Church Of St Ninian is a Grade I listed building in the Westmorland and Furness local planning authority area, England. A Post-medieval Church.
Church Of St Ninian
- WRENN ID
- strange-keep-mist
- Grade
- I
- Local Planning Authority
- Westmorland and Furness
- Country
- England
- Type
- Church
- Period
- Post-medieval
- Source
- Historic England listing
Description
The Church of St Ninian is a redundant parish church built in 1660 on a medieval site for Lady Anne Clifford, with a porch added in 1841. It features red sandstone rubble walls supported by regularly spaced buttresses, while the porch is made of reeded red sandstone ashlar. The roof is covered with graduated greenslate and includes a 19th-century west bellcote. The church consists of a 4-bay nave and a single-bay chancel under a common roof. The porch has a Tudor-arched doorway with a date panel above it. Both the nave and chancel have small round-arched windows with hollow double-chamfered surrounds and hoodmoulds. The chancel also includes a south round-arched priest's doorway under a hoodmould. The windows on the east and west walls are similar but slightly taller than those on the north and south walls. The porch covers a flattened segmental-headed 17th-century doorway.

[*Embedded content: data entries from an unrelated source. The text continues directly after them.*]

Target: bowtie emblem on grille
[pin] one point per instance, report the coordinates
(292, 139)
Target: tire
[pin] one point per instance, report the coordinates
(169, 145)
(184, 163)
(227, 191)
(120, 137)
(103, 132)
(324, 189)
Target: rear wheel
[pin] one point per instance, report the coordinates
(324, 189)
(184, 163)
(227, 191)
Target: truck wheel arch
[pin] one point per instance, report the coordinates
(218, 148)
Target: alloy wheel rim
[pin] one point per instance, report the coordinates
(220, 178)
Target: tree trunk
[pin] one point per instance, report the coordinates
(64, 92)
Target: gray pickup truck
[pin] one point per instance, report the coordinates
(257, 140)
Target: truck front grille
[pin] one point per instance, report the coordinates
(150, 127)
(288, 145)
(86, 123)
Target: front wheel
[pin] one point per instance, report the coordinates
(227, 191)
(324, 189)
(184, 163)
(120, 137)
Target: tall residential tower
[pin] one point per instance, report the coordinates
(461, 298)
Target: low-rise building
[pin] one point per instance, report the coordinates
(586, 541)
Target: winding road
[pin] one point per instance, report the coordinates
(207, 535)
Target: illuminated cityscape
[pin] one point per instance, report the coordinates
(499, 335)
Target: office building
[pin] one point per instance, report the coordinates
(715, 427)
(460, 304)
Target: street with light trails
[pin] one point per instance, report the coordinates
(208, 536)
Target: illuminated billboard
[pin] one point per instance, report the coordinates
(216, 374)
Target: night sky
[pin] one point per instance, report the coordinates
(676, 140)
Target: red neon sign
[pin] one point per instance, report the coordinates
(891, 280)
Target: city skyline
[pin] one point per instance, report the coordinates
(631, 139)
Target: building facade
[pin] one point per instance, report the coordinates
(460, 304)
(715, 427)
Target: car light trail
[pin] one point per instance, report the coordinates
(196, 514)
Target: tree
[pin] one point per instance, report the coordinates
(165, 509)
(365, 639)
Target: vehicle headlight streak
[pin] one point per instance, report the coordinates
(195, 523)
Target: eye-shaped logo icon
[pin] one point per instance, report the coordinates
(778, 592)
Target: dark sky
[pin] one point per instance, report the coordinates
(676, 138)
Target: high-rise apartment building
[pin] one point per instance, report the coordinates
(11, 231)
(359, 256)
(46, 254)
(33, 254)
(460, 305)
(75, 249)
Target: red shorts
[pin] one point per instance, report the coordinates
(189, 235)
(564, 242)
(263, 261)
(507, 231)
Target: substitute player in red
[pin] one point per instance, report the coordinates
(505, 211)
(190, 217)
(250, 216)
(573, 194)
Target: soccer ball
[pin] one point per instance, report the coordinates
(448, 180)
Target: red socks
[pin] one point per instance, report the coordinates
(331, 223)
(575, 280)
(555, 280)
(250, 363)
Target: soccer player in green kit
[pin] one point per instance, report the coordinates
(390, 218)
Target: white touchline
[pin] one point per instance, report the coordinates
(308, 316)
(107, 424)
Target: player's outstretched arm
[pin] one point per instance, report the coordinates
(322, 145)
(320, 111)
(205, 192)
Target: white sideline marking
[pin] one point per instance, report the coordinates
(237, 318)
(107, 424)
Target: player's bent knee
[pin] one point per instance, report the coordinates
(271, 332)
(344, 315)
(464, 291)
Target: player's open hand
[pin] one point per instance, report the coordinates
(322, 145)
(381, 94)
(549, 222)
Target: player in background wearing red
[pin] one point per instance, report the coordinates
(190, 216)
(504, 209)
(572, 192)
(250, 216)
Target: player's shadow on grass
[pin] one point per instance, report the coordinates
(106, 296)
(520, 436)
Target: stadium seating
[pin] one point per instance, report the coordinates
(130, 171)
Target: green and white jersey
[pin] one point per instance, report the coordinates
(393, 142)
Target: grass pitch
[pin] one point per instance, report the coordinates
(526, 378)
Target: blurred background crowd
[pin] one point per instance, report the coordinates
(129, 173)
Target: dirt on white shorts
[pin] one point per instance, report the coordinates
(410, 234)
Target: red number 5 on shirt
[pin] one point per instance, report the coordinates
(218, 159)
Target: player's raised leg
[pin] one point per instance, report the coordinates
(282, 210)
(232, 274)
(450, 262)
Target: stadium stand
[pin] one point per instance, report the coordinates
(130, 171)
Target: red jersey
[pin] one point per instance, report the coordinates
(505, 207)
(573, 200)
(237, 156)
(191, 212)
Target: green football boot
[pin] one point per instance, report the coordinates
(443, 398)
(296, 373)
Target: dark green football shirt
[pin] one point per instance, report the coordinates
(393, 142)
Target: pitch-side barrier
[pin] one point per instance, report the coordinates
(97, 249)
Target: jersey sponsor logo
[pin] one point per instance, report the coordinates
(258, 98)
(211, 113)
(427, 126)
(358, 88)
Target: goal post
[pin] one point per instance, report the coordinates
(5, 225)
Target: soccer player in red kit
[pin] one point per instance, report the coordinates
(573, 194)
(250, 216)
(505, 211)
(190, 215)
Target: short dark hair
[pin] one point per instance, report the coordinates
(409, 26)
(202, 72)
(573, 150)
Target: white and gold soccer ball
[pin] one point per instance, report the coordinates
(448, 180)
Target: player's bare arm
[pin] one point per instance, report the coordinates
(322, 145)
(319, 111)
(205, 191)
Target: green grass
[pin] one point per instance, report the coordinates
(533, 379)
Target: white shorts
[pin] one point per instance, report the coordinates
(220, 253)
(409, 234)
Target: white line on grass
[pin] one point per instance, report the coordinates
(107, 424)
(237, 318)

Inside, much of the original woodwork from the 1660s remains, including a 9-bay roof with collar-beam trusses that have curved braces and short kingposts above the collar beams. Original box pews are present, with some on the north side restored to their original height and featuring turned balusters. The chancel screen has turned balusters, although the central doors are missing. There is a 7-sided pulpit with a sounding board and a pedestal font on a 20th-century base dated 1662. The church contains three hatchments of arms and a poor box beside the door inscribed and dated 1663. The chancel features a plaster wreath enclosing the initials AP (Anne Pembroke) from 1660. The priest's door screen is made of carved 17th-century panels, and there is a heavy turned-baluster altar rail from the same period. Creed and Pater boards are located on the east wall. Various 18th and 19th-century wall plaques commemorate the Brougham family, with one set into the floor. A reset floor slab honors Cuthbert Bradley, the incumbent from 1624, and three additional slate slabs with brass figures and coats-of-arms from the 19th century record earlier members of the Brougham family. The church is now maintained by The Churches Conservation Trust.